Positives and Negatives of Owning a Franchise
The technique of utilizing another company's successful business model is known as franchising. For the franchisee, a franchise provides an alternative to creating "chain stores" to distribute goods, which avoids the investments and liabilities associated with a chain.
There are three types of franchises: business model, product, and manufacturing, each of which runs differently. However, the discussion will center on the benefits and drawbacks of owning a franchise. There are both pros and cons to franchising for both franchisees and franchisors.
Franchising is based on a marketing concept that can be advocated by a corporate entity as a method of expansion. When used, a franchise owner (franchisor) licenses part or all of his or her skills, business model, intellectual property (IP), and rights to trade his or her branded products and services to a franchise buyer (franchisee). In exchange, the franchisee pays fees and commits to specific commitments, which are usually specified in an agreement.
The benefits of having a franchise as a Franchisor are as follows:
Building a franchise allows for organic expansion with no financing. The firm expands as funding is obtained from franchisees through fees rather than loans.
Growth that is efficient
Opening many branches can be a challenging job that is both financially and time-consuming. Franchising can help by distributing the responsibility to another business owner. The process grows more efficient, relieving the initial business owner of obligation.
Enhanced brand awareness
Furthermore, franchising helps to raise brand exposure. Because the brand's footprint has grown, more individuals are becoming aware of it. This increased brand recognition of a franchise with more stores can be extremely beneficial to both the franchisor and the franchisees. McDonald's, for example, is now renowned all over the world since they began franchising their brand. While there are numerous advantages to opening a franchise for franchisors, there are also some negatives to consider.

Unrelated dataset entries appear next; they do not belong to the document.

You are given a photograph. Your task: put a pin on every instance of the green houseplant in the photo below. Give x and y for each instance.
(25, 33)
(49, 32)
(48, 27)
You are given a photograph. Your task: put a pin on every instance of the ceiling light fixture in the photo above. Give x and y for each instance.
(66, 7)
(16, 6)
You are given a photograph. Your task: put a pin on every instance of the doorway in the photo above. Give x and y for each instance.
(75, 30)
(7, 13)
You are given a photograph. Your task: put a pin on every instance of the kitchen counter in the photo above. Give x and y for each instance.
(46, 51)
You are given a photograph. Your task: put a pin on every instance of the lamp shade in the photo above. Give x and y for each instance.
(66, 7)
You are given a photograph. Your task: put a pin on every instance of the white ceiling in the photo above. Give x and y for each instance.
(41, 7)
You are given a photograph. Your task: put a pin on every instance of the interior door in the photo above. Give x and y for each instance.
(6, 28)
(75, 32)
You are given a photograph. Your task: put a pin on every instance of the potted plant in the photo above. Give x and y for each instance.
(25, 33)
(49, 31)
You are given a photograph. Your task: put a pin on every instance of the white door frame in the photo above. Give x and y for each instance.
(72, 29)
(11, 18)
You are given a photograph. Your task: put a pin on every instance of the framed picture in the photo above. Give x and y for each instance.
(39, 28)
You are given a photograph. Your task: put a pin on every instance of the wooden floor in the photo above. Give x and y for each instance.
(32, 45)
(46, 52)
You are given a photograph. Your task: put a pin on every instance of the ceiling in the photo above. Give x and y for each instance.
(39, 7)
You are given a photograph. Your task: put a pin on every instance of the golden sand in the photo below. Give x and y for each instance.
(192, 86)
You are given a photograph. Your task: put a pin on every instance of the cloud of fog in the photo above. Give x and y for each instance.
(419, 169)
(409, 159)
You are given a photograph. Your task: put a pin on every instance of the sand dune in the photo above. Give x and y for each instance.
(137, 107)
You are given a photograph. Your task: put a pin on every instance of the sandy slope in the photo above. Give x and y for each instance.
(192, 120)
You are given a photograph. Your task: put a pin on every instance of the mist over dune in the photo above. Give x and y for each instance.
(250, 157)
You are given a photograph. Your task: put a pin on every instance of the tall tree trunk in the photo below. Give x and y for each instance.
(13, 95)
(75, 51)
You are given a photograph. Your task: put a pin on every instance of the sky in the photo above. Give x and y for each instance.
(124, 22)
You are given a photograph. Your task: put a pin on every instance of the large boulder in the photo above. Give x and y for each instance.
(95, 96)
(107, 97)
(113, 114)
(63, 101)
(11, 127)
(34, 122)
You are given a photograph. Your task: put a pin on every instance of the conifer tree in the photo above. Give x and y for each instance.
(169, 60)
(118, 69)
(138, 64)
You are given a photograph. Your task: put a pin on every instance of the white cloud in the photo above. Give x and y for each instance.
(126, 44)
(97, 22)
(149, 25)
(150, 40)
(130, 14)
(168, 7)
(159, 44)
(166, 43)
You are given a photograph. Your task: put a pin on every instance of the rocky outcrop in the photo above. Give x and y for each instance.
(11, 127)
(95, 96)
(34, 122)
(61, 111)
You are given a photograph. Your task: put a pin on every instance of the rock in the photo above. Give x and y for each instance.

These disadvantages include:
Complete loss of brand control
Even though a franchise agreement may include strict limits and instructions to influence the franchisee's decisions, franchising essentially involves giving away or selling some amount of control over a brand. Franchisees will not become carbon copies of their franchisors; instead, they will think and act differently.
Increased likelihood of legal disputes
The agreement between the franchisor and the franchisee is critical to the success of a franchise. There is always the potential of legal issues when there is a legally enforceable agreement. Although one may argue that a well-drafted franchise agreement will decrease the possibility of problems, these disagreements are nonetheless possible. These disagreements may wind up in an expensive court system.
To summarize, having a franchise has advantages and disadvantages, and when faced with the decision to establish a franchise business, one should ensure that they have examined the pros and disadvantages noted above, as well as some that have been left out.